Ein Pufferspeicher, der 30 000 Liter Wasser fassen kann, wirkt wie eine Batterie und sorgt dafür, dass die Anlagen optimal genutzt werden: Wenn in BHKW und Hackschnitzelheizung mehr Wärme erzeugt wird als gebraucht, wird mit der überschüssigen Energie Wasser im Pufferspeicher erhitzt. Damit wird vermieden, dass die Anlagen heruntergefahren werden müssen, was den Wirkungsgrad verschlechtern würde. Über Leitungen, in denen 45 000 Liter Wasser zirkuliert, wird die Wärme in die angeschlossenen Gebäude geleitet.

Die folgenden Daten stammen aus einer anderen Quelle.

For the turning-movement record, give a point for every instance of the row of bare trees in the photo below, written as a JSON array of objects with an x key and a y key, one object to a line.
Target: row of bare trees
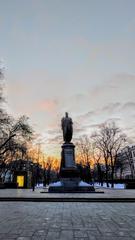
[
  {"x": 14, "y": 133},
  {"x": 102, "y": 147}
]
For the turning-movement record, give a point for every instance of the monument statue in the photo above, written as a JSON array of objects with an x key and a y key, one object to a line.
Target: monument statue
[
  {"x": 67, "y": 127},
  {"x": 69, "y": 174}
]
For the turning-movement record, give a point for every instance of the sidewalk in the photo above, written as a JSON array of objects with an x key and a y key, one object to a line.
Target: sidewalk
[{"x": 41, "y": 195}]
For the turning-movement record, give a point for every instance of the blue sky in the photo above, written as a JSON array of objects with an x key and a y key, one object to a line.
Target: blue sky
[{"x": 75, "y": 56}]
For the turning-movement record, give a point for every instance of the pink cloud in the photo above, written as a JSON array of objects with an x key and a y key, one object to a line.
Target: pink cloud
[{"x": 48, "y": 105}]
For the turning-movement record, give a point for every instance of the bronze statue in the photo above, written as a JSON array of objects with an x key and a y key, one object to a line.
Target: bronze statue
[{"x": 67, "y": 127}]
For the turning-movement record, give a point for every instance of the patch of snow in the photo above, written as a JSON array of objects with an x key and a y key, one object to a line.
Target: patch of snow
[{"x": 55, "y": 184}]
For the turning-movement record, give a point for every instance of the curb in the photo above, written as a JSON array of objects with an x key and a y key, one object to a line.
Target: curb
[{"x": 105, "y": 200}]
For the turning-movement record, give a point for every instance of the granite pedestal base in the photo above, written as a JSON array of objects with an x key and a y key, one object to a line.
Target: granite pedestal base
[{"x": 69, "y": 174}]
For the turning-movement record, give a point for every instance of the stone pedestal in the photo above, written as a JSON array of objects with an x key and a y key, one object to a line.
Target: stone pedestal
[{"x": 69, "y": 174}]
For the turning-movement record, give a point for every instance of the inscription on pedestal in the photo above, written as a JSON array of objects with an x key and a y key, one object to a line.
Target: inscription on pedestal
[{"x": 69, "y": 158}]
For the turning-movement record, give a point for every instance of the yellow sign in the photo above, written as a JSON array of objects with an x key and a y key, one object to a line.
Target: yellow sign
[{"x": 20, "y": 181}]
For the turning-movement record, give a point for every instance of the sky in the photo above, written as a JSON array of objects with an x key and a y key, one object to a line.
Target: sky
[{"x": 75, "y": 56}]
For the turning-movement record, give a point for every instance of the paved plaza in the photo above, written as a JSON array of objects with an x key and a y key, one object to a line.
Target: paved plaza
[
  {"x": 28, "y": 193},
  {"x": 67, "y": 221}
]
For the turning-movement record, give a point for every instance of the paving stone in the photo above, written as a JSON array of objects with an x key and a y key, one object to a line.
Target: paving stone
[{"x": 67, "y": 221}]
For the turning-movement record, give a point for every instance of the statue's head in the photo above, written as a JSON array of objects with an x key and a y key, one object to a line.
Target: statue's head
[{"x": 66, "y": 114}]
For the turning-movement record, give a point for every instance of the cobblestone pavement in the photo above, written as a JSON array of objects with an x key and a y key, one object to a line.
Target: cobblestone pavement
[
  {"x": 67, "y": 221},
  {"x": 108, "y": 193}
]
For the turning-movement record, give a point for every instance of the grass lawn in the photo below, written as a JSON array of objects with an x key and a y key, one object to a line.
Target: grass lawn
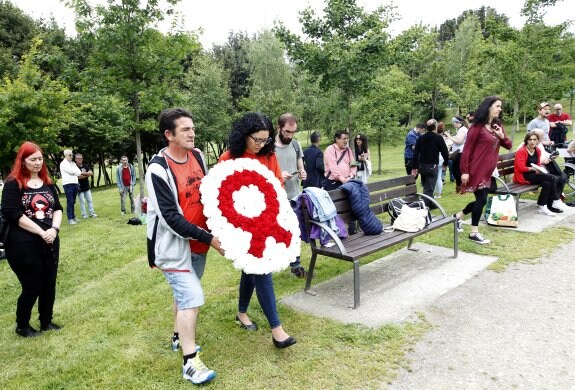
[{"x": 117, "y": 318}]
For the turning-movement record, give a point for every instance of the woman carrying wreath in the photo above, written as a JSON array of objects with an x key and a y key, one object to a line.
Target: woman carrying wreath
[
  {"x": 31, "y": 206},
  {"x": 252, "y": 137}
]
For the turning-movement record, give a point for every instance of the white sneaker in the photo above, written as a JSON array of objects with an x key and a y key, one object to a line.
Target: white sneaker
[
  {"x": 545, "y": 211},
  {"x": 558, "y": 204},
  {"x": 478, "y": 238},
  {"x": 196, "y": 371}
]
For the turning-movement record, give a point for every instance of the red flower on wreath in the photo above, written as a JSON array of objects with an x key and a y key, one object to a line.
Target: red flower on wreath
[{"x": 262, "y": 226}]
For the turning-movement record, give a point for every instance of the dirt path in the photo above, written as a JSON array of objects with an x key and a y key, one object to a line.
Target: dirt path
[{"x": 510, "y": 330}]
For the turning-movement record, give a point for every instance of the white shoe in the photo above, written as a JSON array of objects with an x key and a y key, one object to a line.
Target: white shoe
[
  {"x": 558, "y": 204},
  {"x": 196, "y": 372},
  {"x": 545, "y": 211}
]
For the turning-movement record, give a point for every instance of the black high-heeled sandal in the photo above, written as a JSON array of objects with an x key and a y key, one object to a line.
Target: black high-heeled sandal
[
  {"x": 284, "y": 344},
  {"x": 251, "y": 327}
]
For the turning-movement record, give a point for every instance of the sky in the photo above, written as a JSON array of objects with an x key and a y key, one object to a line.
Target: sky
[{"x": 217, "y": 18}]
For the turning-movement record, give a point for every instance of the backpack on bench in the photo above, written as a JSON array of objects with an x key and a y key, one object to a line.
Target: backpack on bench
[{"x": 396, "y": 204}]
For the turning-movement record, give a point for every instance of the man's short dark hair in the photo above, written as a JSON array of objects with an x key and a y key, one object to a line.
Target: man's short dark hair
[
  {"x": 167, "y": 119},
  {"x": 340, "y": 133},
  {"x": 284, "y": 118},
  {"x": 314, "y": 137}
]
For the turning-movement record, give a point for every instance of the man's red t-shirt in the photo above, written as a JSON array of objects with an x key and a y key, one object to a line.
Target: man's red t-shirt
[
  {"x": 188, "y": 177},
  {"x": 126, "y": 176},
  {"x": 554, "y": 117}
]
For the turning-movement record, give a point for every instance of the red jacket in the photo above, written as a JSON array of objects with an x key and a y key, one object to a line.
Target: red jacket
[{"x": 520, "y": 164}]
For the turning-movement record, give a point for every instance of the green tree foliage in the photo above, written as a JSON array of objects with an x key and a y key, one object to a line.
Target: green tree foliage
[
  {"x": 131, "y": 58},
  {"x": 233, "y": 55},
  {"x": 32, "y": 108},
  {"x": 463, "y": 65},
  {"x": 16, "y": 32},
  {"x": 342, "y": 49},
  {"x": 488, "y": 19},
  {"x": 380, "y": 110},
  {"x": 271, "y": 77},
  {"x": 208, "y": 96}
]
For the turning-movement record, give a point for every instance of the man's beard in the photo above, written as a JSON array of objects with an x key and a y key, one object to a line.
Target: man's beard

Der Aufbau des Nahwärmenetzes sei "ein Kraftakt" gewesen, sagte Schuhmacher. Denn die Leitungen mussten in einer 4,50 Meter tiefen Grube den Dorfbach unterqueren. Auch im Bereich der Marktstraße führten die Bauarbeiten zu Verkehrsbehinderungen, die von den Bürgern aber "geduldig" ertragen worden seien, wie Weindl sagte. Der Bürgermeister könnte sich vorstellen, dass längerfristig auch Kindergarten, Haus der Senioren und Pflegeheim angeschlossen werden. Nicht geplant sind allerdings private Hausanschlüsse. Denn dann müsste die Gemeinde eine eigene Gesellschaft gründen und Personal einstellen, was die Preise für Privatkunden erhöhen würde. "Bei uns ist das Nahwärmenetz nur für kommunale Gebäude gedacht", sagte Weindl.

Die Gesamtkosten für das Biomasseheizkraftwerk und die Leitungstrasse belaufen sich auf 3,5 Millionen Euro. Die Gemeinde erhält einen Zuschuss von rund zwei Millionen - 50 Prozent aus europäischen Fördermitteln, zehn Prozent schießt der Freistaat zu.